Öcalan'ın yakalanmasına rağmen örgütün dağılmaması ise bunlara bağlanabilir:
* Yaygın ve etkili network'ün, yayın politikalarının, örgüt içi eğitimin, ideolojik yapının yaratabildiği yeni bir zihniyet.
* Sözkonusu zihniyetin Öcalan'a atfettiği liderlik kutsallık.
* Oluşturulan kadın militan yapısının yarattığı güç.
* PKK'ya yönelik uygulanan politikaların, önemli yetersizlikleri.
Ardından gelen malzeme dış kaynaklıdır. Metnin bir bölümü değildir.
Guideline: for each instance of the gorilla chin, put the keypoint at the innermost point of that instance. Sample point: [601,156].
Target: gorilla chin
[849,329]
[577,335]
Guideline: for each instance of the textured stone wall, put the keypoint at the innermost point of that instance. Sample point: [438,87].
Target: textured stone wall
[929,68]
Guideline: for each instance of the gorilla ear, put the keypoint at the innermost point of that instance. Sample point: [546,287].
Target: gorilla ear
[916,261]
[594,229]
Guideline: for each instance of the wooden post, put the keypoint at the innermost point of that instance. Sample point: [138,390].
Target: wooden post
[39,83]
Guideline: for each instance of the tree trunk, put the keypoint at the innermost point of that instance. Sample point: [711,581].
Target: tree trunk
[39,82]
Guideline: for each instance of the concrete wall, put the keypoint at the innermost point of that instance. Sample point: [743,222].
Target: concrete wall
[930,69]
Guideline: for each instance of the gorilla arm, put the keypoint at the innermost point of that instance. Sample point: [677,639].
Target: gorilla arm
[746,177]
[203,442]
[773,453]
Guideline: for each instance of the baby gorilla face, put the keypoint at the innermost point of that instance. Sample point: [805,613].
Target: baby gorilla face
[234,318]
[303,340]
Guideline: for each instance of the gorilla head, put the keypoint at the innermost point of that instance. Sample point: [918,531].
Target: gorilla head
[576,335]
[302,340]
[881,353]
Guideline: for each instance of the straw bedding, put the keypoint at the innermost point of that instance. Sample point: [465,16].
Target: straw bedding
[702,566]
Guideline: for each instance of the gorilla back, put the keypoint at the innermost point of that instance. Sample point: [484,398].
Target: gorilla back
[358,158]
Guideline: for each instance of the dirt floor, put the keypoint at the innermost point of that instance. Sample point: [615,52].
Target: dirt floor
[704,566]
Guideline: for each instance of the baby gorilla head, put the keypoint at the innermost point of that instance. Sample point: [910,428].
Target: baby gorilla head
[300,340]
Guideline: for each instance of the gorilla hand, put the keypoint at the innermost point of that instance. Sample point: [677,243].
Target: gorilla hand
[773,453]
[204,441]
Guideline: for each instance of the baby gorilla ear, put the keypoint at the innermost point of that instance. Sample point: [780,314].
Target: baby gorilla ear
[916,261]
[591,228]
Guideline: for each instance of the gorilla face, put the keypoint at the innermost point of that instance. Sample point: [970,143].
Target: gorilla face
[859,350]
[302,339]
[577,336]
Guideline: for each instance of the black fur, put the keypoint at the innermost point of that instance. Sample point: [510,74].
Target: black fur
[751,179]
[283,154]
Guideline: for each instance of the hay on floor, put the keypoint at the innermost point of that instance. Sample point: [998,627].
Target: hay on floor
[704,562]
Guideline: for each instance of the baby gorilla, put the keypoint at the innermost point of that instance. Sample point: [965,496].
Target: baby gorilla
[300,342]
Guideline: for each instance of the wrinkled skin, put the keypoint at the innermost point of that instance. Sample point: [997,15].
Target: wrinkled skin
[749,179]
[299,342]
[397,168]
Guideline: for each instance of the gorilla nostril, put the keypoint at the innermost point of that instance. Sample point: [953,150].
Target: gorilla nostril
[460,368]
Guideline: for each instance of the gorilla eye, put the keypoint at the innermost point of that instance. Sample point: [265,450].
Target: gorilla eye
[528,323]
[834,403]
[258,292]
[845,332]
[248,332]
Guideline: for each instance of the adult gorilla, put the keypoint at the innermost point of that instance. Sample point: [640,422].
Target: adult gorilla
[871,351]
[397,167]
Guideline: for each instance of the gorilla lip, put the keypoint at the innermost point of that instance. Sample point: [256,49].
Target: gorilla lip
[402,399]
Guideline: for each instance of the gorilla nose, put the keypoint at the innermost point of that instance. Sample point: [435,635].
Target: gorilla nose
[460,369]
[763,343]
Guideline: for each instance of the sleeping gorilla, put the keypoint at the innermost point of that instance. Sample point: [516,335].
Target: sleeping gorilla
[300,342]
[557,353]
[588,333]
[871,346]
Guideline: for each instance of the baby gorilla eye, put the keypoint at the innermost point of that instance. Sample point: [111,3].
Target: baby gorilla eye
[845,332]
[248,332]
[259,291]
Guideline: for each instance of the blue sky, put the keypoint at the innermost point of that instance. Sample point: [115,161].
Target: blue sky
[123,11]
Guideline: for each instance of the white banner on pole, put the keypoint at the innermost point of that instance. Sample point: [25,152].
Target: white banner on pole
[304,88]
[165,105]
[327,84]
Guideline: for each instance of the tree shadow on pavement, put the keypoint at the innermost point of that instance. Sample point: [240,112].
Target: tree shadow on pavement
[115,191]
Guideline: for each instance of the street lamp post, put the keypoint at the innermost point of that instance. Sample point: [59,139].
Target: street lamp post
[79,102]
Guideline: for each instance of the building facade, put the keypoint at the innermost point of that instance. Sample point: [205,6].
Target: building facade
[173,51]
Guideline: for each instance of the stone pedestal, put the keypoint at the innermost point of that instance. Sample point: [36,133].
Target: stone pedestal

* 1980'li yıllardan itibaren yetişen genç, radikal, politize olmuş, travmatik duygulara sahip, yeni bir sınıfın varlığı.
***
ASIL KURUCULAR YEDİ KİŞİ
PKK'nın 27 Kasım 1978'de Diyarbakır'ın Lice ilçesi Fis köyünde gerçekleşen kuruluş toplantısına 20 isim katıldı. Bunlardan bazıları zaman içerisinde PKK tarafından infaz edildi, bazıları örgütten ayrıldı, kimileri örgüt tarafından ölüme gönderildi. İlk iki yıldaki katılımlar da dikkate alındığında PKK'nın asıl kurucularının Abdullah Öcalan, Cemil Bayık, Duran Kalkan, Ali Haydar Kaytan, Murat Karayılan, Rıza Altun ve Mustafa Karasu'dan oluşan 7 kişi olduğu söylenebilir. PKK'nın ilk eylemi olan 1984'teki Siirt ve Eruh baskınlarının planlayıcılarından Sabri Ok ve 1986'da asteğmen olarak görev yaparken Mardin'in Dargeçit ilçesinde PKK'ya katılan 'Ape Hüseyin' kod adlı Kadri Çelik de bu listeye eklenebilir. Örgütün bugün en etkili isimlerinden biri olan 'Bahoz Erdal' kod adlı, Suriye doğumlu Fehman Hüseyin ise örgüte 20 yıl önce katıldı.